RE: Change in definition of RDF literals from Martin Duerst on 2003-05-27 (w3c-rdfcore-wg@w3.org from May 2003)

From: Martin Duerst <duerst@w3.org>
Date: Tue, 27 May 2003 11:22:17 -0400
To: <Patrick.Stickler@nokia.com>, <gk@ninebynine.org>, <jjc@hplb.hpl.hp.com>
Cc: <w3c-rdfcore-wg@w3.org>, w3c-i18n-ig@w3.org
Message-Id: <4.2.0.58.J.20030527105443.072b2590@localhost>
Sorry for being offline so long.

I have added the I18N WG back into the cc.


At 12:26 03/05/27 +0300, Patrick.Stickler@nokia.com wrote:


> > I understood Martin to suggest that this
> > distinction is
> > un-needed -- if one accepts this premise, why is round-tripping of
> > particular syntactic forms of any importance?
>
>It comes down to integration of RDF tools with XML tools. Round
>tripping makes life alot easier.
>
>I would argue that if round-tripping of XML literals is not
>important, then neither are XML literals, and we can simply
>have plain literals and applications must employ the necessary
>escaping/quoting mechanisms for all literals when producing
>RDF/XML.

There is very clearly a need for distinguishing real XML from
textual strings that contain characters that look like XML
markup, such as this is used in examples that discuss XML.
In this sense, I agree with Patrick and Jeremy.

But this does NOT imply a necessity for using a special bit
in a data store. It is easily possible (although not necessary;
implementations can do what they want internally) to store
both plain and XML literals in the same escaping form.

To go back to some examples, in RDF/XML:

A1) <foo>Hello World!</foo>

A2) <foo rdf:parseType="Literal">Hello World!</foo>

B1) <foo>Hello &amp; World!</foo>

B2) <foo rdf:parseType="Literal">Hello &amp; World!</foo>

C1) <foo>Hello <em>World!</em></foo>

C2) <foo rdf:parseType="Literal">Hello <em>World!</em></foo>

D1) <foo>Hello &lt;em&gt;World!&lt;/em&gt;</foo>

D2) <foo rdf:parseType="Literal">Hello &lt;em&gt;World!&lt;/em&gt;</foo>


You will note the following:

C1) is illegal. A1/A2, B1/B2, and D1/D2 each represent exactly the
same string, and in XML, this string is represented in the same way.
In A), it is a string without anything special; in B, it is a string
containing an ampersand, and in D, it is a string containing '<'s and
'>'s that lets it look like XML markup.

To store these strings, apart from the fact that in some cases
it says rdf:parseType="Literal", which we can discuss separately,
we have various solutions. From what Jeremy told me, currently the
most frequent solution seems to be:

A1) Hello World! (#)

A2) Hello World! (*)

B1) Hello & World! (#)

B2) Hello &amp; World! (*)

C2) Hello <em>World!</em> (*)

D1) Hello <em>World!</em> (#)

D2) Hello &lt;em&gt;World!&lt;/em&gt; (*)

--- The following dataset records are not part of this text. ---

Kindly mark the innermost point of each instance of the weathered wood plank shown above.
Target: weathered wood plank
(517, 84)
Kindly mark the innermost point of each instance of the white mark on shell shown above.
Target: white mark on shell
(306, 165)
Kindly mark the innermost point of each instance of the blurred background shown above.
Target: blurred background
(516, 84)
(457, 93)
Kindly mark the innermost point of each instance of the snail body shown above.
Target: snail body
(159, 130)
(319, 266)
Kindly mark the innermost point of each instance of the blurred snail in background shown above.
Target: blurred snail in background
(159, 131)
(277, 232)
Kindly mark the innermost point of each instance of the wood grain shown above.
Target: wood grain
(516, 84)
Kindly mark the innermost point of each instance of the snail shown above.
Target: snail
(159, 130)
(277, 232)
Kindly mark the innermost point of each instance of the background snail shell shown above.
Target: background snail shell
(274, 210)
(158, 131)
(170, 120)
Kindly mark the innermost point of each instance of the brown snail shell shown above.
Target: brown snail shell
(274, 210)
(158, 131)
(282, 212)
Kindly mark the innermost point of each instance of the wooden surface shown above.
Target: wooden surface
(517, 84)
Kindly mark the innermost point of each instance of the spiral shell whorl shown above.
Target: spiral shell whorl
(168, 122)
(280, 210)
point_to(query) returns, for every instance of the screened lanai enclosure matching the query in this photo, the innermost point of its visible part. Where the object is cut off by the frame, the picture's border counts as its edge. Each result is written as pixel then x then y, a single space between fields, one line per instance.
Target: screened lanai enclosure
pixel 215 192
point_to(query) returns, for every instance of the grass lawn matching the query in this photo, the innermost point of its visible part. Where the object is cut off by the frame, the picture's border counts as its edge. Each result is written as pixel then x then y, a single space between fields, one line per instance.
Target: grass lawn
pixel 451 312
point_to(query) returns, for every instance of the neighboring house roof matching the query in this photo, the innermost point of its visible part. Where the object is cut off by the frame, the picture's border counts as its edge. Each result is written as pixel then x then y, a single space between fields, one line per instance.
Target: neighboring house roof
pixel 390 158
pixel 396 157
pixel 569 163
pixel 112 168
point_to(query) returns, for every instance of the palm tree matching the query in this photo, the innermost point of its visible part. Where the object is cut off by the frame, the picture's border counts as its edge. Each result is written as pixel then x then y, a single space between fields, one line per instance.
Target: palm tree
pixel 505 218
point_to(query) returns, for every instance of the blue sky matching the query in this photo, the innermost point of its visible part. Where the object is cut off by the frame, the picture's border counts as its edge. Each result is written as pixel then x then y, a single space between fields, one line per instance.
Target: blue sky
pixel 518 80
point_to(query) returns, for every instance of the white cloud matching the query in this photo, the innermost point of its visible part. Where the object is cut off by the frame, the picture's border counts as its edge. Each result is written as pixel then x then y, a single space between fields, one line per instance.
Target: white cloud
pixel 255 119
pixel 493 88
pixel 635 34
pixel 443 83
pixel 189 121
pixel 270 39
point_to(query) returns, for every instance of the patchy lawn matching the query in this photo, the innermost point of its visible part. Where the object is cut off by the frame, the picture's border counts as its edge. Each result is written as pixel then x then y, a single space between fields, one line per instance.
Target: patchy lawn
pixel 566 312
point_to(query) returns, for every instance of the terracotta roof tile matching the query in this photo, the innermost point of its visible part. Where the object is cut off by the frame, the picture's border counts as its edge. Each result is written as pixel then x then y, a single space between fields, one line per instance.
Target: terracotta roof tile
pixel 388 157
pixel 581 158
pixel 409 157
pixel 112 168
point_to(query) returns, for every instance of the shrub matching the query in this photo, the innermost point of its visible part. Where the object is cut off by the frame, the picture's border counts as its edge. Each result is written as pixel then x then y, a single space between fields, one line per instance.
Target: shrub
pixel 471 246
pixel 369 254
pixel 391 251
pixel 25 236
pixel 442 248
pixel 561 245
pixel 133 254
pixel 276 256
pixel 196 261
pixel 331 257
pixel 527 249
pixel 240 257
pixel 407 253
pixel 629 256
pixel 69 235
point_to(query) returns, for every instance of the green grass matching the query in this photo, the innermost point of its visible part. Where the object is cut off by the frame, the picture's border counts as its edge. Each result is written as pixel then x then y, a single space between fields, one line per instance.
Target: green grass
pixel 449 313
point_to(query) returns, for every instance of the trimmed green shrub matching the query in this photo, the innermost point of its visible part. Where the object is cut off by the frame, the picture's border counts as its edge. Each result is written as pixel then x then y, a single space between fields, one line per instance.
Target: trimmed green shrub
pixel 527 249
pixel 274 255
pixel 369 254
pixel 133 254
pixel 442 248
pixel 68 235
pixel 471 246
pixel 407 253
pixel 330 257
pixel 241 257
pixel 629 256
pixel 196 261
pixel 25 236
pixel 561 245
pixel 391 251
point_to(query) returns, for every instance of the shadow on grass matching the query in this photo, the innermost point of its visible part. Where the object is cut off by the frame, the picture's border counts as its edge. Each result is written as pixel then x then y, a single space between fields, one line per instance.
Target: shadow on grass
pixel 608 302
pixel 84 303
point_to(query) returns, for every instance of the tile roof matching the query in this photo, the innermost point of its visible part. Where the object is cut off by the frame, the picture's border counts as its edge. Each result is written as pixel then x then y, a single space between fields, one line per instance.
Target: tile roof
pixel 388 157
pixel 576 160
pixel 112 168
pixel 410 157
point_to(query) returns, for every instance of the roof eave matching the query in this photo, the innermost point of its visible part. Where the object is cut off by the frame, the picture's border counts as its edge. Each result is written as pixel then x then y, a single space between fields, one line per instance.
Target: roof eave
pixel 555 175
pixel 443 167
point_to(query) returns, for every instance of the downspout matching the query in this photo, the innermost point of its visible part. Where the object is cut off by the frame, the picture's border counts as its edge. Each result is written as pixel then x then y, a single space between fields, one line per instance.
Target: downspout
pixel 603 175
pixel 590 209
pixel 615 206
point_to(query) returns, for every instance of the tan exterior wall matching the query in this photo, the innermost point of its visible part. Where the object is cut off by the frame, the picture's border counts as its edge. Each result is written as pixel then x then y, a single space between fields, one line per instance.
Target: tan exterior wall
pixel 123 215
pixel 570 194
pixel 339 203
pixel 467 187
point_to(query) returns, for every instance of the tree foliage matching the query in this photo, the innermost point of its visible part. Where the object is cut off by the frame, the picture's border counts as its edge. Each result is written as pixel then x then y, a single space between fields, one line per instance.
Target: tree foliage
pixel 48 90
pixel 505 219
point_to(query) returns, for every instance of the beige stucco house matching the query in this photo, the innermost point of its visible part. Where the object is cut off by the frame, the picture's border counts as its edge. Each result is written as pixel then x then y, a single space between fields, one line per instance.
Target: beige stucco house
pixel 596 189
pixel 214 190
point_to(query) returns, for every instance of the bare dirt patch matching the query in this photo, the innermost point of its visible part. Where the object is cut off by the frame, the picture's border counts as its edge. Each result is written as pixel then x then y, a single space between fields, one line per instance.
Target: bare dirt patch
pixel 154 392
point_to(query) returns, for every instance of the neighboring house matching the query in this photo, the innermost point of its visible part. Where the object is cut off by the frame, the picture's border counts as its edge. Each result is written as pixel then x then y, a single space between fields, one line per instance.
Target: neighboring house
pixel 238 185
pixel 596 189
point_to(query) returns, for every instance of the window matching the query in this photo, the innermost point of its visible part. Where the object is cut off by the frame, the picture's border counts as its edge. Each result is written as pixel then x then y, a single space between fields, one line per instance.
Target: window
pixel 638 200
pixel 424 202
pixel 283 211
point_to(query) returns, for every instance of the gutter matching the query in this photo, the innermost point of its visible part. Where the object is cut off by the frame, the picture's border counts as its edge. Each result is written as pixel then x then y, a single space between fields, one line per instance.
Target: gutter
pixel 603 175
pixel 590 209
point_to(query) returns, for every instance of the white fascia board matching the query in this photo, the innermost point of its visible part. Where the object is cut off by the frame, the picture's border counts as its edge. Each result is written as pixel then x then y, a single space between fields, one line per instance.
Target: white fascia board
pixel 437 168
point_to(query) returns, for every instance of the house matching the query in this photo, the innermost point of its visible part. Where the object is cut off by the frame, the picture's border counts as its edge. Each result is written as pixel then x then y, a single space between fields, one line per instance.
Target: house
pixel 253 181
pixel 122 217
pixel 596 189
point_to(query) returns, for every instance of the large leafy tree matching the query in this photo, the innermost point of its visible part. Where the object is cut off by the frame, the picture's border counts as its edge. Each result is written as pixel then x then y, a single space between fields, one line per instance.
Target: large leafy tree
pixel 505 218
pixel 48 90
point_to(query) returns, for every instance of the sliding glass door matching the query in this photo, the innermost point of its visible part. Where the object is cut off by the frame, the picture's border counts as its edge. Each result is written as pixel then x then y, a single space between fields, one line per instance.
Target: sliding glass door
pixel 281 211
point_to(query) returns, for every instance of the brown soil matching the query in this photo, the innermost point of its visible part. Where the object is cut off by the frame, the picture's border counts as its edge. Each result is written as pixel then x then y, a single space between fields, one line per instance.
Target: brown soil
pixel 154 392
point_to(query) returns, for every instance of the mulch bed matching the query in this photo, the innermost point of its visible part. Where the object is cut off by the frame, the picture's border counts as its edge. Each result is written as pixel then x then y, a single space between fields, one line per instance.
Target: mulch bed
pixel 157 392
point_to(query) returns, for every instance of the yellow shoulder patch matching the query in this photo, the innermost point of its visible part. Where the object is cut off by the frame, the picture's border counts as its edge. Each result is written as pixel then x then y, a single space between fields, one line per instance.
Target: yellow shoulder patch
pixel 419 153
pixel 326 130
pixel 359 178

(#) and (*) standing for the differences in escaping that
is applied in store, or that has to be applied when writing
out XML.

But there is another solution:

A1) Hello World!

A2) Hello World!

B1) Hello &amp; World!

B2) Hello &amp; World!

C2) Hello <em>World!</em>   (@)

D1) Hello &lt;em&gt;World!&lt;/em&gt;

D2) Hello &lt;em&gt;World!&lt;/em&gt;

In this solution, we don't need to distinguish different escapings,
because the same escaping is used throughout. For practical speed
purposes, I have added a (@) mark, which indicates that in this
case, not using parseType='Literal' when writing out is not an option.
Of course, C and D are still clearly distinct, and it is not possible
to get from one to the other via write-out-read-in or entailment.

The second implementation also makes it very easy to support
parseType='Literal', and makes it quite natural to not make
a big distinction between plain literal and XML literals, a
plain literal just being a special case of an XML literal without
any element markup. Of course, we can still make a strict
distinction between plain literals and XML literals if we really
think we need to, but this is independent of escaping issues.
Escaping issues only depend on the internals of an application,
not on the distinction between plain literals and XML literals.


Regards,    Martin.
Received on Tuesday, 27 May 2003 11:35:56 UTC